Marie, após a promessa de engrenar finalmente o romance com Jacques, que não se
importa com todo o processo de degradação sofrido por ela no passado, torna-se
vítima de humilhação por parte de Gerard e seu grupo, que a abandonam nua.
Ela abandona o vilarejo. Seu pai morre. Balthazar é uma das poucas coisas que
restou a sua mãe (Joyaut), porém é roubado para servir como instrumento para o
contrabando de Gerard e seus amigos, que fogem com os tiros da polícia.
Balthazar, no entanto, acaba sendo ferido mortalmente.
Bresson,
com seu habitual distanciamento do que é narrado, apresenta essa tocante fábula
na qual as vicissitudes e sofrimentos do animal que o protagoniza espelham as
próprias vicissitudes e – sobretudo sofrimento – dos seres humanos que convivem
com ele, notadamente de sua primeira dona, Marie. Vem compor, juntamente com O Processo de Joanna D´Arc e Mouchette, com o qual aliás é bastante
assemelhado, mais um retrato de sofrimento e – se é que pode ser aplicado nesse
caso – redenção pela morte. Da mesma
forma que em Mouchette, que foi
produzido logo após esse, o asno está longe de ser uma mera vítima, reagindo
como seja, quando jovem, ao trabalho estafante ou, depois de maduro, as
sevícias praticadas por seus proprietários. Porém, Bresson ainda se encontra
mais afastado do risco de cair no sentimentalismo que na personagem de
Mouchette, já que de maneira alguma ele enfatiza qualquer reação do animal que
vá além de qualquer reação típica de um animal, não o antropomorfizando da
maneira mais rasteira com que usualmente “personagens” animais o foram pelo
cinema. Nesse sentido, se se pode falar de processo de antropomorfização aqui,
tal se dá mais pela referida analogia entre os sofrimentos do animal e o dos
seres humanos que com ele convivem. Destaque para o detalhe com que são
registradas diversas situações que envolvem as mãos, ilustrando tanto a
possibilidade de amor não concretizada entre Jacques e Marie, o impulso
meramente do desejo sexual com Arnold ou atividades cotidianas ligadas ao
trabalho. Não há como não vislumbrar na recusa do antigo amor e do olhar sobre
o passado por conta de Marie menos um mero arquétipo romântico que um
contundente comentário sobre a recusa de um ser humano de seguir adiante com
seus próprios princípios, vindo a partir daí a própria degradação da
personagem. Um dos poucos comentários que o narrador se permite fazer de modo
mais incisivo, são os breves momentos nos quais a música se torna presente.

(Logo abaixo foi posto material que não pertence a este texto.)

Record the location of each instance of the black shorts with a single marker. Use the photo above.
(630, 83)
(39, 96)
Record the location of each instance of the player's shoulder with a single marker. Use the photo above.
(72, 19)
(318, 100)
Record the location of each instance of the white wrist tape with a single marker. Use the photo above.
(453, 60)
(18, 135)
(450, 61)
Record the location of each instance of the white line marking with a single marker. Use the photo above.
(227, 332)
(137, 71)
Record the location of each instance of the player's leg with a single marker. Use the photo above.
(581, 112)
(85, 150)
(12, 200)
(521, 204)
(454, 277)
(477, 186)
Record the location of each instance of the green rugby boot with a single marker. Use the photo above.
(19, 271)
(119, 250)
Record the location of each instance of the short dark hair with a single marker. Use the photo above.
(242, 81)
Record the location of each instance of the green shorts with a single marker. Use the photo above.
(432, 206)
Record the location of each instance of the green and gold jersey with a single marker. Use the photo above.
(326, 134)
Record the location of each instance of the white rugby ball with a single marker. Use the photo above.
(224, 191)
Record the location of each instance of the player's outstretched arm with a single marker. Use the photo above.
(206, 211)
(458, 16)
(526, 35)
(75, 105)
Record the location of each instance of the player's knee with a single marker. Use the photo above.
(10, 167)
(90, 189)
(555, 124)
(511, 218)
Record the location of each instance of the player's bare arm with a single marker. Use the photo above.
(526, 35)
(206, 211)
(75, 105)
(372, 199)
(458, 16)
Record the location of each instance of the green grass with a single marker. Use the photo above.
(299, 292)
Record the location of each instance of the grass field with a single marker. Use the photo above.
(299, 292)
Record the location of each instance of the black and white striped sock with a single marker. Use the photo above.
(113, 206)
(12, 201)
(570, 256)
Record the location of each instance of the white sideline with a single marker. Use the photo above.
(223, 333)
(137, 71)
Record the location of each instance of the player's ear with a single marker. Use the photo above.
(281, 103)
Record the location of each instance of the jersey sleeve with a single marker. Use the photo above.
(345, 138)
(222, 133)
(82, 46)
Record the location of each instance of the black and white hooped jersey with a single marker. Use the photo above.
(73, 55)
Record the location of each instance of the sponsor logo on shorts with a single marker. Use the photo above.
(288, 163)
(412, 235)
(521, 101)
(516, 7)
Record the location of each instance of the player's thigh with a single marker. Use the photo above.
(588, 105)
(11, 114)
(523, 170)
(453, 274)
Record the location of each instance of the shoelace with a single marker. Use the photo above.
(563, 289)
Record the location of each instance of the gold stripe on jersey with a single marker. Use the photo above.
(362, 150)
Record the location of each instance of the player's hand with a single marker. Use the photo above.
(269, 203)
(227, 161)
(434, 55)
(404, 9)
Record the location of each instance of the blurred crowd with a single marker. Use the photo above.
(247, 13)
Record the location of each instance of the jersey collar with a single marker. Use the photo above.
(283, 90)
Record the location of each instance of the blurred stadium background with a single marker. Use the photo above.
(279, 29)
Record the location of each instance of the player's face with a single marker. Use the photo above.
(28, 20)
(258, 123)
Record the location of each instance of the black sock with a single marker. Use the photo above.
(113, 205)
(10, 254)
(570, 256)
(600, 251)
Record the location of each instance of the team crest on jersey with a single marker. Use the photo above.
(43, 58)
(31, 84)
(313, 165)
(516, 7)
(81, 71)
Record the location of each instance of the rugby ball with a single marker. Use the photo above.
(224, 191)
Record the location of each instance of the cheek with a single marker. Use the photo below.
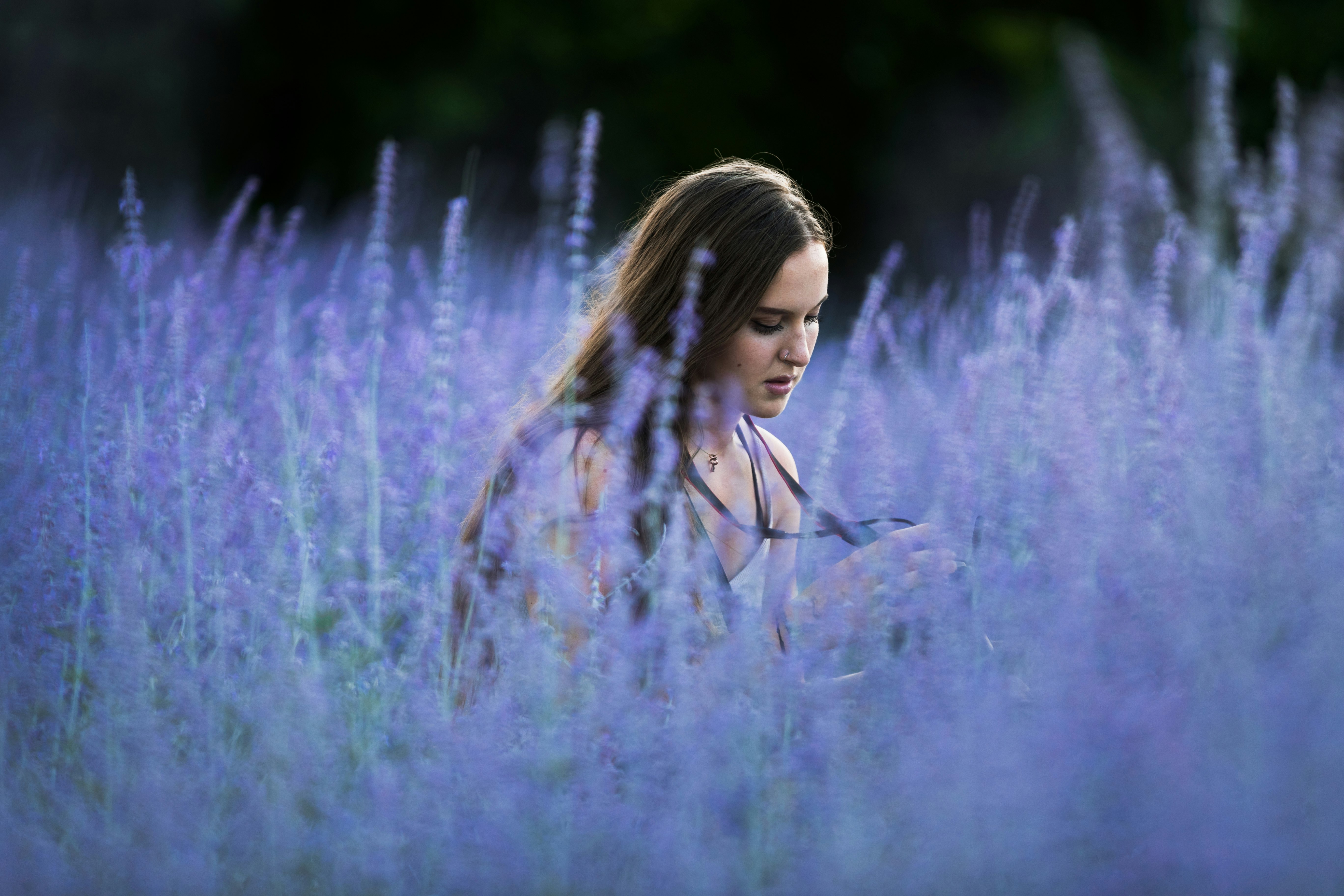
(745, 354)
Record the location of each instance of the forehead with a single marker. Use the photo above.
(802, 281)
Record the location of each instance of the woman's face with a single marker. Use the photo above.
(764, 362)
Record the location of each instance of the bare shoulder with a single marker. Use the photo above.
(780, 450)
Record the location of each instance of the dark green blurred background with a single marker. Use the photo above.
(894, 115)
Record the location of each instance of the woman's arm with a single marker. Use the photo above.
(858, 575)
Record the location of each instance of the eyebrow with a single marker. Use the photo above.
(763, 309)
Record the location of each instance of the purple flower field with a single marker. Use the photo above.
(233, 472)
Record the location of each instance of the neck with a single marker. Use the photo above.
(718, 421)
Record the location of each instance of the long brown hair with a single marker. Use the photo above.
(752, 218)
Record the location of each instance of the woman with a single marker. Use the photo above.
(589, 457)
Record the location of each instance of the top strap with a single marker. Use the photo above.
(857, 532)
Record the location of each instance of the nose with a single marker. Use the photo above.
(796, 350)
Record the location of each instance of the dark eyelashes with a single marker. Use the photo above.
(767, 330)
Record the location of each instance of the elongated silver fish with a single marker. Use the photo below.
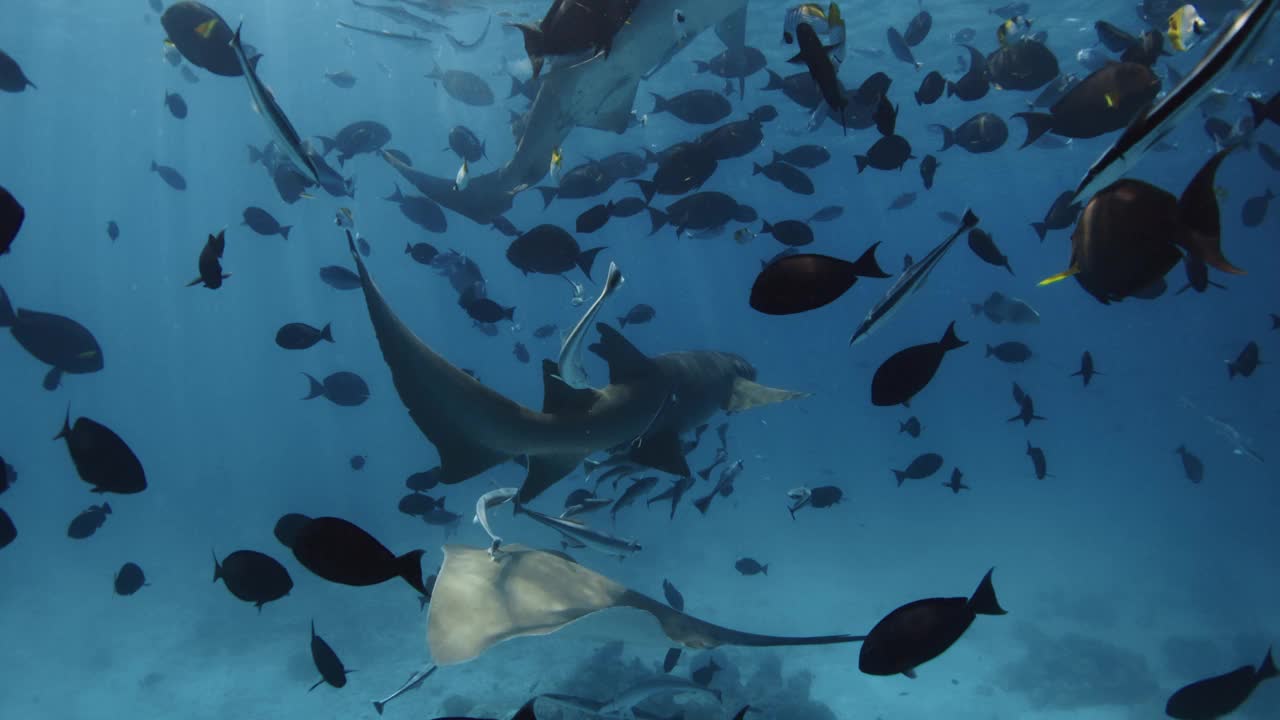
(487, 501)
(571, 351)
(910, 281)
(282, 128)
(579, 532)
(1151, 127)
(414, 682)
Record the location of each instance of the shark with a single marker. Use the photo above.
(645, 406)
(597, 92)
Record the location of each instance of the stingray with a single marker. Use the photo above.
(479, 604)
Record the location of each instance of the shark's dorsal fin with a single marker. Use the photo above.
(558, 397)
(625, 360)
(662, 451)
(748, 393)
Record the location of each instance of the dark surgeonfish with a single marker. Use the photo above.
(920, 630)
(211, 263)
(799, 283)
(286, 136)
(1246, 363)
(910, 281)
(170, 176)
(822, 68)
(1153, 126)
(920, 468)
(8, 531)
(909, 370)
(252, 577)
(570, 28)
(12, 215)
(87, 523)
(1104, 101)
(129, 579)
(552, 251)
(332, 670)
(1192, 465)
(342, 552)
(1219, 696)
(101, 458)
(201, 36)
(12, 78)
(301, 336)
(343, 388)
(464, 86)
(1086, 370)
(1038, 461)
(1129, 235)
(54, 340)
(288, 525)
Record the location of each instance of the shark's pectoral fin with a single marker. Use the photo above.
(560, 397)
(625, 360)
(613, 112)
(661, 451)
(545, 470)
(748, 395)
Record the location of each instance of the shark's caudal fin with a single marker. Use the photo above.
(444, 402)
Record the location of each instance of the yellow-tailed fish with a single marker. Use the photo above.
(206, 28)
(1184, 27)
(557, 158)
(464, 177)
(1061, 276)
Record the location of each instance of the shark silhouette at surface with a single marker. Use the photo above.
(648, 402)
(598, 92)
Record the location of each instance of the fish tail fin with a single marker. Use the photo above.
(410, 566)
(586, 259)
(1059, 277)
(1037, 124)
(867, 265)
(548, 195)
(7, 315)
(67, 425)
(950, 341)
(1269, 668)
(316, 388)
(983, 601)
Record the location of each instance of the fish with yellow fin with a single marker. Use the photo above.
(1185, 26)
(557, 163)
(1132, 233)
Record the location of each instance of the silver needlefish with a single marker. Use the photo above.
(414, 682)
(912, 279)
(1151, 127)
(575, 531)
(286, 136)
(571, 352)
(487, 501)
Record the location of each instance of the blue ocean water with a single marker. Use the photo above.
(1121, 578)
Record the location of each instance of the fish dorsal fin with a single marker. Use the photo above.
(662, 451)
(625, 360)
(558, 397)
(749, 393)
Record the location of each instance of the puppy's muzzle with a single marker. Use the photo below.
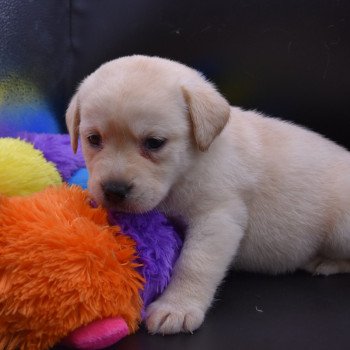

Talvez o que se torne decisivo para a força do filme seja justamente construir
seus retratos de graça e de luta contra a aspereza da vida a partir de figuras
um tanto quanto improváveis e banais, algo que sob outra chave Rossellini havia
explorado em seu episódio para o filme O
Amor. Porém, se no caso de Rossellini se busca uma representação do sublime
em uma personagem igualmente marginal, ainda o faz dentro de toda uma moldura
bastante próxima do simbolismo cristão mais explícito. Aqui, pelo contrário,
tudo se efetiva em situações e locais que pouco ou nada remetem a qualquer
evocação de transcendência. Wiazemski, descoberta para o cinema pelo cineasta,
tornar-se-ia uma figura recorrente na produção autoral da década de 1960,
trabalhando com nomes como Pasolini (em Teorema
e, principalmente, Pocilga) e Godard
(A Chinesa, Vento do Leste). Prêmio OCIC no Festival de Veneza. Argos/Athos
Film/Parc Film/Svensk Filmindustri AB/Svenska Filminstitutet. 95 minutos.